Families who have waited to see justice for decades-old atrocities are seeing new strides – despite unexpected resistance from the movement that ended apartheid in the first place
GEOFFREY YORK AFRICA BUREAU CHIEF JOHANNESBURG PUBLISHED 13 HOURS AGO
The police were relentless in their pursuit of Albert Lutuli, the Methodist preacher and anti-apartheid activist who became the first African to win a Nobel Peace Prize. For years, they imprisoned him or kept him under house arrest, banning him from travelling.
And then, one day in 1967, Mr. Lutuli was mysteriously killed on a railway track near his home in Natal province. The authorities said it was an accidental death, caused by a freight train. His family was never convinced. It was just one of the dozens of unexplained deaths of anti-apartheid leaders – a grim toll that mounted in the final decades of white-minority rule.
Today, a quarter-century after apartheid ended, there is growing pressure to bring truth and justice to the families of those who were killed. But there has also been surprising resistance from an unexpected source: the government led by Mr. Lutuli’s own former political movement, the African National Congress (ANC).
Despite government pledges since 2003, and despite repeated pleas by the families of the victims, several hundred cases of apartheid crimes – including murder and torture – are still languishing on the dusty shelves of South Africa’s police and prosecution authorities.
There is strong evidence, including sworn statements by senior officials, that the ANC government deliberately stalled the apartheid cases because it feared that its own members could face investigation for apartheid-era crimes if the police crimes were prosecuted. But now there are increasing demands to break the stalemate and provide some measure of justice before witnesses die or evidence disappears.

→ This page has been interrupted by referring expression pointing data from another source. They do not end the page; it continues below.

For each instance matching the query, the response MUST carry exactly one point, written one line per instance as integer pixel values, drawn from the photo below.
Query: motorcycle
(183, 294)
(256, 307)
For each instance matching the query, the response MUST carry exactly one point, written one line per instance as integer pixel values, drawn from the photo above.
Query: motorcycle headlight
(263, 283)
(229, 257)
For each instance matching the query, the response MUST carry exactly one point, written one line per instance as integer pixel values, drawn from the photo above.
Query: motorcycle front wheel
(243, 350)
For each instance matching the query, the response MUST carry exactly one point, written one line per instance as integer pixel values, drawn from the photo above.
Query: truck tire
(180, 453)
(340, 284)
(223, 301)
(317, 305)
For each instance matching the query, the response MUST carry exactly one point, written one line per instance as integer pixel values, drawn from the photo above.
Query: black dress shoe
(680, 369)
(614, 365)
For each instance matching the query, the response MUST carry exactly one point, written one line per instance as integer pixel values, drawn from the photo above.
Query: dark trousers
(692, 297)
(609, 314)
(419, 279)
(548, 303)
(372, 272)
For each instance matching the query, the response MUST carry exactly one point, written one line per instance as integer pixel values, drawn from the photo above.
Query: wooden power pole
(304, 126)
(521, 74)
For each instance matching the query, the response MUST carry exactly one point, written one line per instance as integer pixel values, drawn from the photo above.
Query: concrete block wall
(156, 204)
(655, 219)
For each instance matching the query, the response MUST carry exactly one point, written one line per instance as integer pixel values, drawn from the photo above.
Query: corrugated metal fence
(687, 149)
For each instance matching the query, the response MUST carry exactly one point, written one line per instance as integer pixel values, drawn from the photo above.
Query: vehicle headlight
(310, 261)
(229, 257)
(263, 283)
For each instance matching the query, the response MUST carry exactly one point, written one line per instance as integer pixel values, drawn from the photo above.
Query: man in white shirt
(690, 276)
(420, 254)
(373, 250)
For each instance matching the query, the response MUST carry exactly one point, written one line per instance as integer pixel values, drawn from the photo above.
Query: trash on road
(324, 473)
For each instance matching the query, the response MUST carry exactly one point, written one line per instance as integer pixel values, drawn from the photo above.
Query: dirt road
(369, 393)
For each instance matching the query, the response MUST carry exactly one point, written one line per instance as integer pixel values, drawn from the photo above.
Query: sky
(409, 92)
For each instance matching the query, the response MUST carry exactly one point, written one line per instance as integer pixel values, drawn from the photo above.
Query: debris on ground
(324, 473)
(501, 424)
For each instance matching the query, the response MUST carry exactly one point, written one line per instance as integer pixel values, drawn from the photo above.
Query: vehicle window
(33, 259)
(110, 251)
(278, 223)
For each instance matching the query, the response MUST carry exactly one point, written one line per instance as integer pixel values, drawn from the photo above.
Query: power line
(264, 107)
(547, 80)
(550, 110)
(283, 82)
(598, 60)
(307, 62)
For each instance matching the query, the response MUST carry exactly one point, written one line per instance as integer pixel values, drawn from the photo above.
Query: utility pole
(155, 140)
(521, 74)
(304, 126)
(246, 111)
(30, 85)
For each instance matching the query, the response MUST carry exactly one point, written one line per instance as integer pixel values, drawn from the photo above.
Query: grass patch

Civil-society activists – including another Nobel Peace Prize laureate, Archbishop Desmond Tutu – have launched a campaign to seek prosecutions for apartheid crimes. Their quest is being reinforced by a crucial new test case: a murder charge against a former police officer for allegedly helping to cover up the slaying of Ahmed Timol, an anti-apartheid activist who was hurled to his death from the top of a police station in 1971.
“There is a clear sense of urgency,” said Mr. Timol’s nephew, Imtiaz Cajee, who has spent decades fighting for justice for his uncle.
Mr. Timol’s family and other families of victims are building a network of supporters across South Africa to push for prosecutions in dozens of long-neglected cases. If they can win a full trial against Joao Rodrigues, the retired police officer who admits he was in the room with Mr. Timol when he plunged to his death, there will be hope for many others.
“The Timol family has received overwhelming support nationally,” Mr. Cajee told The Globe and Mail in an interview. “The reopening of the Timol case [has] given us a glimmer of hope that justice will finally be done.”
The Southern Africa Litigation Centre, a human-rights group, intervened in the Timol case last month to ask the court to indict Mr. Rodrigues for crimes against humanity, rather than just murder.